In der Tat, präzisierte der Bischof von Rom, „ohne Gerechtigkeit, ohne Kampf gegen alle Formen von Korruption, ohne die Achtung der Rechtsstaatlichkeit ist es unmöglich, echten Frieden zu schaffen". Sind diese Voraussetzungen nicht gegeben, sei es für die Bürger sehr schwer, Vertrauen in ihre Regierung zu setzen. „Ohne die Achtung der Freiheit jedes Einzelnen kann es keinen Frieden geben", mahnte der Papst.

Wenn man von sozialer Gerechtigkeit spreche, „ist es für die Bewohner des Landes an der Zeit, dass sie zu den ersten Nutznießern der Erlöse aus dem natürlichen Reichtum der Nation werden“. Es müsse alles getan werden, um den Planeten besser zu schützen, damit „man den zukünftigen Generationen eine bewohnbare Erde hinterlässt, die wirklich in der Lage ist, ihre Bewohner zu nähren".

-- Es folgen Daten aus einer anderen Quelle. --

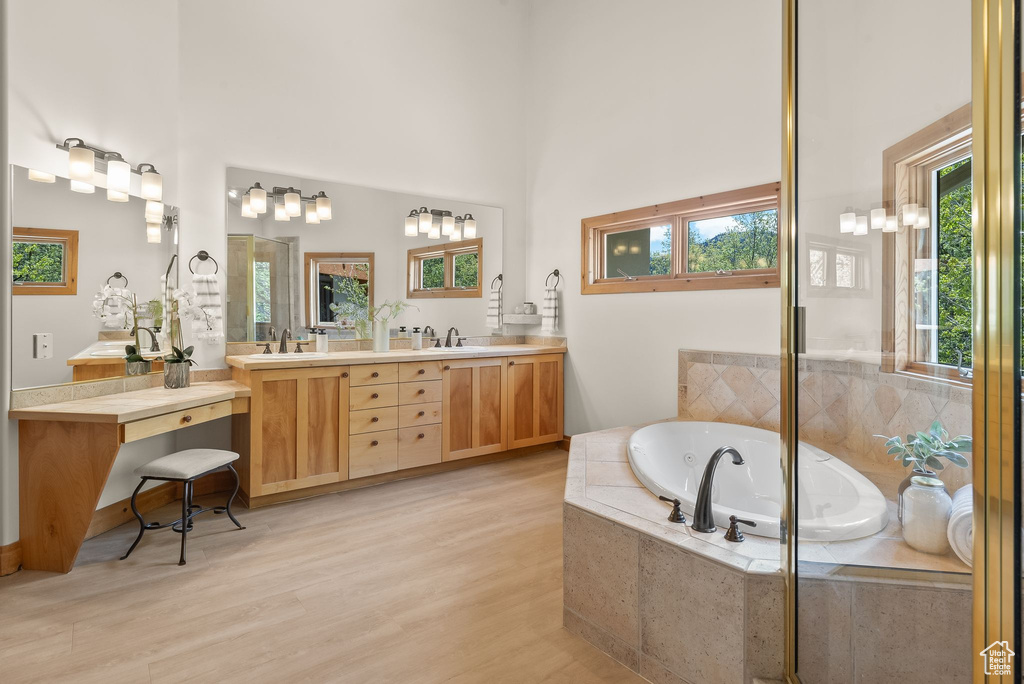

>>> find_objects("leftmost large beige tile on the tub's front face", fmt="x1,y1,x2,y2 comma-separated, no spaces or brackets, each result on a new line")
562,505,640,648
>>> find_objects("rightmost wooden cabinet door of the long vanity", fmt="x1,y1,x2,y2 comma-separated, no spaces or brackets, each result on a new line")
508,354,564,448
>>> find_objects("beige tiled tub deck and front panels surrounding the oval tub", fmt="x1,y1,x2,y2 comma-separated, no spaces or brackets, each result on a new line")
563,427,971,684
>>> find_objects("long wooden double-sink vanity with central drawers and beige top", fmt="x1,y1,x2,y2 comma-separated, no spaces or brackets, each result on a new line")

Der Heilige Vater betonte in diesem Zusammenhang, dass die Kirche nach Maßgabe ihrer Tradition und in vertretbaren Formen bereit sei, „mit allen zu kooperieren und alle zu unterstützen, deren Hauptanliegen es ist, eine Gesellschaft zu schaffen, die die grundlegendsten Rechte des Menschen...  respektiert".

Mit ihrer Bildungstätigkeit und der spirituellen Betreuung der Streitkräfte wolle die Kirche einen konkreten Beitrag zum Frieden leisten. Die anspruchsvolle Mission der Kirche liege vor allem im „Dienst an Frieden, Gerechtigkeit und Sicherheit“.